I can honestly say that since I first started messing around on the internet in 1992, I’ve never seen an IP address that starts with 1. The geolocation service dutifully informs me that the machine that sent this parcel of good intention is located in Xi’an in China. At least they’ve spiced things up a bit with a different sized payload.

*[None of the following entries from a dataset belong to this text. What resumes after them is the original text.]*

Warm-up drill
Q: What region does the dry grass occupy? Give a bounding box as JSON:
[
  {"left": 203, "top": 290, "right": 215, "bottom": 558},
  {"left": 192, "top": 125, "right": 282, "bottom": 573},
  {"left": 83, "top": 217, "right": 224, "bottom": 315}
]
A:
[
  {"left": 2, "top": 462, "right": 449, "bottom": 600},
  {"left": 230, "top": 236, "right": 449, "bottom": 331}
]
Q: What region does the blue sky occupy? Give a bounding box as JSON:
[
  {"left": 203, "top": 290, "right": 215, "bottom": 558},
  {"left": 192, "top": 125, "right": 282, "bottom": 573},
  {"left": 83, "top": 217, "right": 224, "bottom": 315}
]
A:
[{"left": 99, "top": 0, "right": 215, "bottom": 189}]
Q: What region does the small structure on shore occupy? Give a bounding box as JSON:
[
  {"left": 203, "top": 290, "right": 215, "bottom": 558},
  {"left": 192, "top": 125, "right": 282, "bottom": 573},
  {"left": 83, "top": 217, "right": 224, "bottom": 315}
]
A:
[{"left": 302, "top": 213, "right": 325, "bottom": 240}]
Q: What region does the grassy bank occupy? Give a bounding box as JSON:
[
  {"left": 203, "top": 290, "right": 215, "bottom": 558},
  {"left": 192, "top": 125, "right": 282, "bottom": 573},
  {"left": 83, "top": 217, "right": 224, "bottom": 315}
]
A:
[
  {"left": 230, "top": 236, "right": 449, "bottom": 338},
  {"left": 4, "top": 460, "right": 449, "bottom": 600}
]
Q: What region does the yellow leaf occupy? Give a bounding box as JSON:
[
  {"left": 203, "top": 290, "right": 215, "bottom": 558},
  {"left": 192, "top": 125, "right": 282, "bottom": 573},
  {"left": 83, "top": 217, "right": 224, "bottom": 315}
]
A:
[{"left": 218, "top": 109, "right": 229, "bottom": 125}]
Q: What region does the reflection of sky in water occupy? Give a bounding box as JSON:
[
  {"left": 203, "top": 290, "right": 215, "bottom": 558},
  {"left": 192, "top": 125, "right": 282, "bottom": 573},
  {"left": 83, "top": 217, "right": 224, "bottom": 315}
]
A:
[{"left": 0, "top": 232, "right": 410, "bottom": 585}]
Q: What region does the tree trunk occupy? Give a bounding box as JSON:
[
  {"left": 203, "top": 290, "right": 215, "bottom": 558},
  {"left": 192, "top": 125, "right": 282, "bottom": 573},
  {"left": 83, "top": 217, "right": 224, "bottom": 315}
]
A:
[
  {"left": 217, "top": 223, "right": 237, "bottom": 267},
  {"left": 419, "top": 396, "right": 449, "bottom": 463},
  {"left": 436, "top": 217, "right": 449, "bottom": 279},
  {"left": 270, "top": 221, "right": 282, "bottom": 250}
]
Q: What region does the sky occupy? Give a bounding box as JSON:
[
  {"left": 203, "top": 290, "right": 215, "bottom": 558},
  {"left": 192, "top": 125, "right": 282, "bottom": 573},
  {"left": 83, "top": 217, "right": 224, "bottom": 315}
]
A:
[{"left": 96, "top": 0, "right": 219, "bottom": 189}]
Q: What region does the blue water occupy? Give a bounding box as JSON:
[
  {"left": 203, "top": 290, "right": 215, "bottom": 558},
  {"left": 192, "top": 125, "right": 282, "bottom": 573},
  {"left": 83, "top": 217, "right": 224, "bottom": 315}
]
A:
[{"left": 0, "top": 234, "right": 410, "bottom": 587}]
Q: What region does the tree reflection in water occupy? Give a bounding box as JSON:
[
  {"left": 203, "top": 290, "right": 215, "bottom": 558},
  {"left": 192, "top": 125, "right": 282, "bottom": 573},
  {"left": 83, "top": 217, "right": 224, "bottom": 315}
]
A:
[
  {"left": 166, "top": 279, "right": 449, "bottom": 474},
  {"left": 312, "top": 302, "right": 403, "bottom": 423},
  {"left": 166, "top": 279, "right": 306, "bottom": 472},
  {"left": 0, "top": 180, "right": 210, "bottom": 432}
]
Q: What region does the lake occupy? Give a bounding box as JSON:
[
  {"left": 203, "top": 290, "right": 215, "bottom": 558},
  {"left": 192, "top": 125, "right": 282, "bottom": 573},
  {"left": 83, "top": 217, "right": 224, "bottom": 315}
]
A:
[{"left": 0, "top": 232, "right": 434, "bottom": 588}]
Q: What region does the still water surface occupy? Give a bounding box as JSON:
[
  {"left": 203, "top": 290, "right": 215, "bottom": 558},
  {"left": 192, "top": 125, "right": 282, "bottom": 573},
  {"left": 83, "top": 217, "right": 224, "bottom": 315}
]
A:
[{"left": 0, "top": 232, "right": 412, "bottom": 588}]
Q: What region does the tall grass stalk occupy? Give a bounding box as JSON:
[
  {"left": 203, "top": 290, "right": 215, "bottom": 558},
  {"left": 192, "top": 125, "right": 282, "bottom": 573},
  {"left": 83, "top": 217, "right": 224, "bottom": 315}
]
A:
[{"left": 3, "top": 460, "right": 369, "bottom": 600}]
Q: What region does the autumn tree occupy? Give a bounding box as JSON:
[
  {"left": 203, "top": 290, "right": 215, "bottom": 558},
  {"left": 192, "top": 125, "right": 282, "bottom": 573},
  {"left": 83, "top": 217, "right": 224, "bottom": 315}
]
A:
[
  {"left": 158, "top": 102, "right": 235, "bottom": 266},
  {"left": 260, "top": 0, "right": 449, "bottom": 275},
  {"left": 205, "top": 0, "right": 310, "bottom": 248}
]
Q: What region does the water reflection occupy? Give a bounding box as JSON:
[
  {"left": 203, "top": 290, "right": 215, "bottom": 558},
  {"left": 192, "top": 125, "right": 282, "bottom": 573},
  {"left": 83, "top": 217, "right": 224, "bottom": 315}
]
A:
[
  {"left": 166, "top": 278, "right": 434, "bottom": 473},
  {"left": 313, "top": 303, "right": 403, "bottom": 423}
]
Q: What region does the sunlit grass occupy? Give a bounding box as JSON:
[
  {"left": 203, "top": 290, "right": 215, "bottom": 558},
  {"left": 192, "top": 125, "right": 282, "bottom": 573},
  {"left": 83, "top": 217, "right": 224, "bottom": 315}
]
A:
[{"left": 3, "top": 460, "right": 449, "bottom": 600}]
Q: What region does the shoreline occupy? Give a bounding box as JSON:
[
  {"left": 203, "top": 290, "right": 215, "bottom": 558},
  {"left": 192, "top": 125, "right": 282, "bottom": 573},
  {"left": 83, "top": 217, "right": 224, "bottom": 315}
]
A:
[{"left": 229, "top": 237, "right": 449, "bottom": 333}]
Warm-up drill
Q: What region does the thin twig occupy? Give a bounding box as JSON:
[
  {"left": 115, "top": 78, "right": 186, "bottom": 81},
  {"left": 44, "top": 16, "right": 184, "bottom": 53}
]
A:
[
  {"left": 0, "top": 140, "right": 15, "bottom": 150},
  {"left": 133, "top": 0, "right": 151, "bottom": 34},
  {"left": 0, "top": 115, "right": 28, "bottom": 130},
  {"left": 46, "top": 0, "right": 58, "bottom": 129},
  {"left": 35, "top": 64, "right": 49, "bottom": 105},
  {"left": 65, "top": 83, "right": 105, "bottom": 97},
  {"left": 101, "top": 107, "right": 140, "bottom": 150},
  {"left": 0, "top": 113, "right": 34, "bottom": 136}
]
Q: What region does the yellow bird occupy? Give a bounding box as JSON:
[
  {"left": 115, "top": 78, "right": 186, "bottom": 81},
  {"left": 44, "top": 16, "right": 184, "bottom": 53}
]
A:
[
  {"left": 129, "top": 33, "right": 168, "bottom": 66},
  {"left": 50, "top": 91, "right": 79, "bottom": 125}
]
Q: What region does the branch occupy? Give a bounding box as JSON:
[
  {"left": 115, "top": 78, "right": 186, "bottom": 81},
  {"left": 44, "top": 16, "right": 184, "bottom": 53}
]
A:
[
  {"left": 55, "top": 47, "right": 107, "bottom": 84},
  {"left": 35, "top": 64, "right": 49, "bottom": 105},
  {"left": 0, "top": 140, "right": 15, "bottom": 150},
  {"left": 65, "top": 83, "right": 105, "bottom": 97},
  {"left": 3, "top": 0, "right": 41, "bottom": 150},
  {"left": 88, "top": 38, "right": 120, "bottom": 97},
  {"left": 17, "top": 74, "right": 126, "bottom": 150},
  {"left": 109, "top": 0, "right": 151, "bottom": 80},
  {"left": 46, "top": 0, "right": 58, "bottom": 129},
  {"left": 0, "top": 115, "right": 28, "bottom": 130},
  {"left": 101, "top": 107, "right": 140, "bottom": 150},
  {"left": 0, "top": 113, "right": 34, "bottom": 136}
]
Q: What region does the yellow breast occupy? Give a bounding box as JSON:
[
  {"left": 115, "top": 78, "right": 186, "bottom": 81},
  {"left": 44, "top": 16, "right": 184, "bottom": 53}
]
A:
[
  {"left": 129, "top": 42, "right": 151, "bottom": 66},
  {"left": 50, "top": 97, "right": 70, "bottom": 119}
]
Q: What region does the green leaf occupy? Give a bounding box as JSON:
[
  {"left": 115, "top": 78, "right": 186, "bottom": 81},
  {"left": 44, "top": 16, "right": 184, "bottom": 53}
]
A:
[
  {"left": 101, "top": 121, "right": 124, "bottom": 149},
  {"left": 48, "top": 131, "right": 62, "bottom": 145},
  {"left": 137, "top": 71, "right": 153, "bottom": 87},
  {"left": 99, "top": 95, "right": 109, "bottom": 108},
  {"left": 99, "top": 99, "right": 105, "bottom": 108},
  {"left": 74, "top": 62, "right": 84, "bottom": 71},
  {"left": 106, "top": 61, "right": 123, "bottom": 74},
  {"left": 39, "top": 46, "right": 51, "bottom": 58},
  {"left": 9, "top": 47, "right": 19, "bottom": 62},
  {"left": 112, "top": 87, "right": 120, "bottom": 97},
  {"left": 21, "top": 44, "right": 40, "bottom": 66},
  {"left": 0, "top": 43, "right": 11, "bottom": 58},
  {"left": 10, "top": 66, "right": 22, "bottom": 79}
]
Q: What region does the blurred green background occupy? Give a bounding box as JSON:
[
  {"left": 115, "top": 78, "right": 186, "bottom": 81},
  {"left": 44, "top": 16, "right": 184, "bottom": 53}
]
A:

So here’s a thing: I have a couple of blog posts on this site about a holiday we had in Vietnam. I blogged about a holiday to China that included a trip to Xi’an. I’ve also got a posting about a work trip to Russia. So… Russia and China are massive, populous countries. But Xi’an, in China? That looks like a pattern to me. I wonder if the bundle of joy – malware, whatever it is – that would be deposited on my site if it were to be compromised is tailored or localised in some way or other, based on the occurrences of those locations.

 

As per the title, and the obvious lack of finesse, I know that my server is just one on what’s probably a very long list of candidates that these automated attacks are hitting. WordPress has had something of a chequered history from a security point of view: it’s a natural target. While I’ve done the easy stuff to shore it up – like blocking a blank user agent – the options are relatively limited. That’s fine, given the fairly low-rent nature of the stuff being thrown at it, but I’d really prefer not to be distributing malware to people. Migrating off WordPress looks like it would be a pain so if the ancillary approaches start to look like they’re too much trouble I’ll just delete the site.